Blob Blame History Raw
From 1061804d09565363aba73e369faf310a7d2c4d86 Mon Sep 17 00:00:00 2001
From: Jan Friesse <jfriesse@redhat.com>
Date: Mon, 15 Jul 2019 14:08:39 +0200
Subject: [PATCH] totem: Increase ring_id seq after load

This patch handles the situation where the leader
node (the node with lowest node_id) crashes and is started again
before token timeout of the rest of the cluster.
The newly restarted node restores the ringid of the old ring from
stable storage, so it has the same ringid as rest of the nodes,
but ARU is zero.
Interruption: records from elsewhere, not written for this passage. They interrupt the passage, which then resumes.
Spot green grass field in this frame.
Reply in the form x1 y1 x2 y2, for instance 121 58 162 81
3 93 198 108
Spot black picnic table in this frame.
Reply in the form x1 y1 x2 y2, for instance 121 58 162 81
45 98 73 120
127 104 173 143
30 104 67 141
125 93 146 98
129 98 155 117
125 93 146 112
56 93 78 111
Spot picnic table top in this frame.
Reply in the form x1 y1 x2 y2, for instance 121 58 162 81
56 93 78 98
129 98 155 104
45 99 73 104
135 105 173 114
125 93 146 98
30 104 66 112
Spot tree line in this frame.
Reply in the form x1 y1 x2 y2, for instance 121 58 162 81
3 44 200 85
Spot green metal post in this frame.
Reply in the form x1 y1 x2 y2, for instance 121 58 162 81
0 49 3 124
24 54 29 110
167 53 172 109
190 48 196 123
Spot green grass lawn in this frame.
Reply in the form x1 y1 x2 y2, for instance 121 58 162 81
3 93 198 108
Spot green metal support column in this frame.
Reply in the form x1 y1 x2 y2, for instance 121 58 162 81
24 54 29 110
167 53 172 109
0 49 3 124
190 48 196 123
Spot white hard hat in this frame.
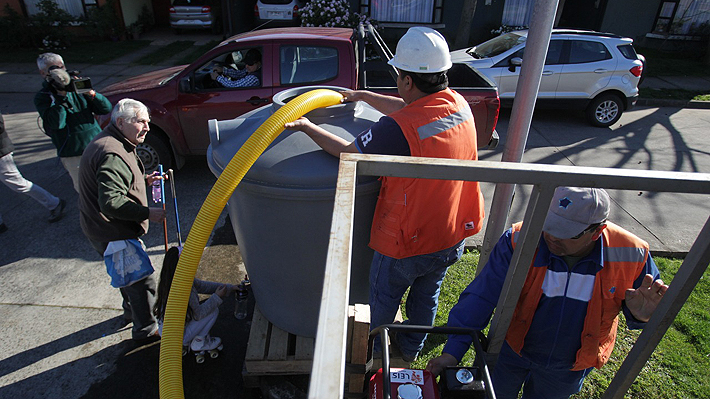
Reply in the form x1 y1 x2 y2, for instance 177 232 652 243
388 26 451 73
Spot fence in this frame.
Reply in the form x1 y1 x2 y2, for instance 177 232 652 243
309 154 710 399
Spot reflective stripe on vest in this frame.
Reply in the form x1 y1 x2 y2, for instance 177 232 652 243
505 222 649 370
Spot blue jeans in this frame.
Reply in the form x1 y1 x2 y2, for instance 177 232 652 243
370 240 464 358
491 342 592 399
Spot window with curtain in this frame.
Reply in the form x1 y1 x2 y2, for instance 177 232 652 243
501 0 535 26
369 0 437 24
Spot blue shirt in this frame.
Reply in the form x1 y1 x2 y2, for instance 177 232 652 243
444 229 660 370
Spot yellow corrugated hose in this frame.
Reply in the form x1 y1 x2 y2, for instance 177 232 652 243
159 89 343 399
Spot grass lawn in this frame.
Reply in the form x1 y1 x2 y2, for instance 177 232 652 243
402 252 710 399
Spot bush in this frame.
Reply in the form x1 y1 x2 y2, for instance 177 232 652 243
301 0 368 28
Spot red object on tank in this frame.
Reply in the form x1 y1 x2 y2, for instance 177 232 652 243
368 368 439 399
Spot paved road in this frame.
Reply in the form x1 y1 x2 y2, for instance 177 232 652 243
0 39 710 398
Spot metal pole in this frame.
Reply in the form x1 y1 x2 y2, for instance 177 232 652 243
476 0 558 275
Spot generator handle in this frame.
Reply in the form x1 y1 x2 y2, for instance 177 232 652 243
368 324 496 399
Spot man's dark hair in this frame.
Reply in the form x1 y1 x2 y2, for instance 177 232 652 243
397 69 449 94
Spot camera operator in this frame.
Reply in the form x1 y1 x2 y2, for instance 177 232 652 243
34 53 112 192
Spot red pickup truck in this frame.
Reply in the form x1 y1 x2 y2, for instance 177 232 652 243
102 25 500 171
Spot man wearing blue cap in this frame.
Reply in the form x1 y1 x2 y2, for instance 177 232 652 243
427 187 668 399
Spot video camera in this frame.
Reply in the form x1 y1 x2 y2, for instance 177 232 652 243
47 65 91 94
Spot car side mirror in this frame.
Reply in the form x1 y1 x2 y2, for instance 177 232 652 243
508 57 523 72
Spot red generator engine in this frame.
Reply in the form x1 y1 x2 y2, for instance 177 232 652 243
368 324 495 399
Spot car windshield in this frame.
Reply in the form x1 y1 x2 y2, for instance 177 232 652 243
466 32 526 58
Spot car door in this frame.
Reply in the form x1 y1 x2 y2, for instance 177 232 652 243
176 43 274 155
494 40 565 99
557 38 617 99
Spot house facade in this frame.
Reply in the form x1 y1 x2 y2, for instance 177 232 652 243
0 0 710 45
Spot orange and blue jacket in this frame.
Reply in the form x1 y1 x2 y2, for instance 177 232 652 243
444 223 660 370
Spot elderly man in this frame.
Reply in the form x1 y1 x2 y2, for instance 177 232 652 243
79 98 165 342
427 187 668 399
285 27 484 362
34 53 111 192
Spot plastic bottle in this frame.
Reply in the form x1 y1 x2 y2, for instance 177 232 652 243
234 276 250 320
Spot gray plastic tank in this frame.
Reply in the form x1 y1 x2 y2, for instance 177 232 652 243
207 86 382 337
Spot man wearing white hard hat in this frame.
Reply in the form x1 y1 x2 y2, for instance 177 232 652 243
285 27 484 362
427 187 668 399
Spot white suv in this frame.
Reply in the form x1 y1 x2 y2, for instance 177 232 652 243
451 29 644 127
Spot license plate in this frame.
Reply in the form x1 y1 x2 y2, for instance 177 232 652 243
390 369 424 385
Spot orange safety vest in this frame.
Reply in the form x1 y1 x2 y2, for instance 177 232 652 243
505 222 649 371
370 89 484 259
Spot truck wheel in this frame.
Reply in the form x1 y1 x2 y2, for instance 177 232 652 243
586 94 624 127
136 132 173 173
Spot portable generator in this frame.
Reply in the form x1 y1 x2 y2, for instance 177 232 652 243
368 324 495 399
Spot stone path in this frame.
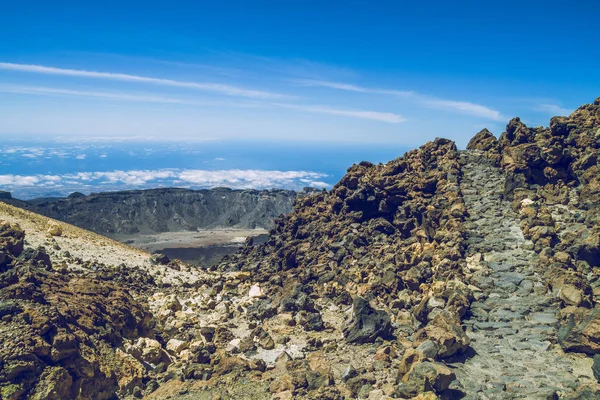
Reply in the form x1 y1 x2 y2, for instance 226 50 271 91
449 151 593 400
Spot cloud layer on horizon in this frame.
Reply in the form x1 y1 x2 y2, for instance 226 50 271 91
0 169 330 199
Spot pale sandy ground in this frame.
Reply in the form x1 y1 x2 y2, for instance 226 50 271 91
111 229 268 253
0 203 202 284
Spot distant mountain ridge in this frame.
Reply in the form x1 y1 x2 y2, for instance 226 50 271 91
3 187 314 234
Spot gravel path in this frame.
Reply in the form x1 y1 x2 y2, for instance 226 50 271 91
449 151 593 400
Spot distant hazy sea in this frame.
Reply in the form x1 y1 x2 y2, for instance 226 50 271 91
0 138 409 199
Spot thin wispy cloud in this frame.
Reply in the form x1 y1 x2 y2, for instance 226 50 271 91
0 62 292 99
293 79 416 96
296 79 505 121
534 104 573 115
273 103 406 124
0 85 258 107
0 85 405 124
423 99 505 121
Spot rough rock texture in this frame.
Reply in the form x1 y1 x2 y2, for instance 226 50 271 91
17 188 310 234
0 222 152 399
451 151 593 399
219 139 472 398
0 99 600 400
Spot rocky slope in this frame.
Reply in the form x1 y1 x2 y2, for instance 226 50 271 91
0 99 600 400
15 188 310 234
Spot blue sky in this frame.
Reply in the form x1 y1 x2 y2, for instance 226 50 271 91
0 0 600 146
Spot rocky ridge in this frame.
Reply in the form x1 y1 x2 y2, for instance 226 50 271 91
15 188 311 235
0 99 600 399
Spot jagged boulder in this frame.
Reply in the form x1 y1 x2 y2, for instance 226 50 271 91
0 224 153 399
467 129 498 151
344 296 394 343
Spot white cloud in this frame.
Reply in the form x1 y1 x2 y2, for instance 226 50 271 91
424 99 504 121
0 85 405 123
0 62 290 99
0 85 258 107
296 79 504 121
273 103 406 124
534 104 572 115
0 169 330 195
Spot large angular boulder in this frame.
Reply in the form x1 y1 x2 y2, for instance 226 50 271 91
467 128 498 151
396 361 456 398
344 296 394 343
558 306 600 354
If the node is able to create a singleton membership
before receiving the joinlist from rest of the cluster,
everything works as expected, because the ring id gets increased
correctly.

But if the node receives a joinlist from another cluster node before
its own joinlist, then it continues as it would had it never left
the cluster. This is not correct, because the new node should always
create a singleton configuration first.

During the recovery phase, ARUs are compared and because they differ
(the ARU of the old leader node is 0), the other nodes
try to sent all of their previous messages. This is impossible
(even if it was correct), because other nodes have already freed most
of those messages. The implementation uses an assert to limit maximum
number of messages sent during recovery (we could fix this,
but it's not really the point).

The solution here is to increase the ring_id sequence number by 1 after
loading it from storage. During creation of the commit token it is
always increased by 4, so it will not collide with an existing
sequence.

Thanks Christine Caulfield <ccaulfie@redhat.com> for clarify commit
message.

Signed-off-by: Jan Friesse <jfriesse@redhat.com>
Reviewed-by: Christine Caulfield <ccaulfie@redhat.com>
---
 exec/totemsrp.c | 8 ++++++++
 1 file changed, 8 insertions(+)

diff --git a/exec/totemsrp.c b/exec/totemsrp.c
index 0410ed9..c07bd43 100644
--- a/exec/totemsrp.c
+++ b/exec/totemsrp.c
@@ -5094,6 +5094,14 @@ void main_iface_change_fn (
 	if (instance->iface_changes++ == 0) {
 		instance->memb_ring_id_create_or_load (&instance->my_ring_id,
 		    &instance->my_id.addr[0]);
+		/*
+		 * Increase the ring_id sequence number. This doesn't follow specification.
+		 * Solves problem with restarted leader node (node with lowest nodeid) before
+		 * rest of the cluster forms new membership and guarantees unique ring_id for
+		 * new singleton configuration.
+		 */
+		instance->my_ring_id.seq++;
+
 		instance->token_ring_id_seq = instance->my_ring_id.seq;
 		log_printf (
 			instance->totemsrp_log_level_debug,
-- 
1.8.3.1